Picture courtesy of Gloucester AdvocateRESIDENTS blockading a road near Gloucester in opposition to AGL’s coal seam gas operations should move immediately or be removed by police, Gloucester Shire mayor Geoff Slack said yesterday.
The blockade by the Barrington-Gloucester-Stroud Preservation Alliance was established last Monday on a public road at Forbesdale.
The road was the access to AGL’s pilot well-drilling site.
Cr Slack, a solicitor, said the protesters were breaking the law and he had asked the police late last week to remove them.
‘‘They are blocking a public road and should be moved on,’’ Cr Slack said. ‘‘They do not represent the rest of the community, they are not farmers,’’ he said.
Police visited the blockade on Thursday and the alliance agreed to a request to move vehicles, but maintained a human blockade.
Later that day, AGL deferred its drilling plans and offered to continue negotiations with the alliance.
The halt in operations stopped a Gloucester company building an AGL access track, a move Cr Slack says has led to the company considering standing down 25 people.

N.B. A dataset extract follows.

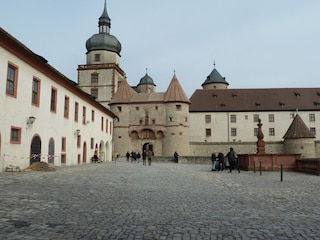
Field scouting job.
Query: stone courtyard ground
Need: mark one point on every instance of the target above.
(162, 201)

‘‘And that will flow on through the rest of the community,’’ Cr Slack said.
‘‘[The protesters] should be dealt with immediately,’’ he said.
Cr Slack said Gloucester council had given ‘‘in-principal’’ support to the Gloucester Gas Project.
The state government had approved the 110 production well, first stage of the project.
Cr Slack said the company’s activities were legal and it should be allowed to continue.
He said he had visited three other coal seam gas field sites and it was his personal opinion that if a project complied with conditions of consent it should go ahead.
All work on stage one of the gas project has halted because the alliance launched a legal challenge.
When AGL halted the pilot wells last week, it agreed there would be no further drilling until the legal challenge was resolved and an independent review of its Gloucester Gas Project water assessments was completed and published.
Alliance chairman Graeme Healy said yesterday the blockade would stay. Mr Healy said the group wanted new water assessments.
AGL said it agreed to suspend drilling and hoped the blockade would be concluded.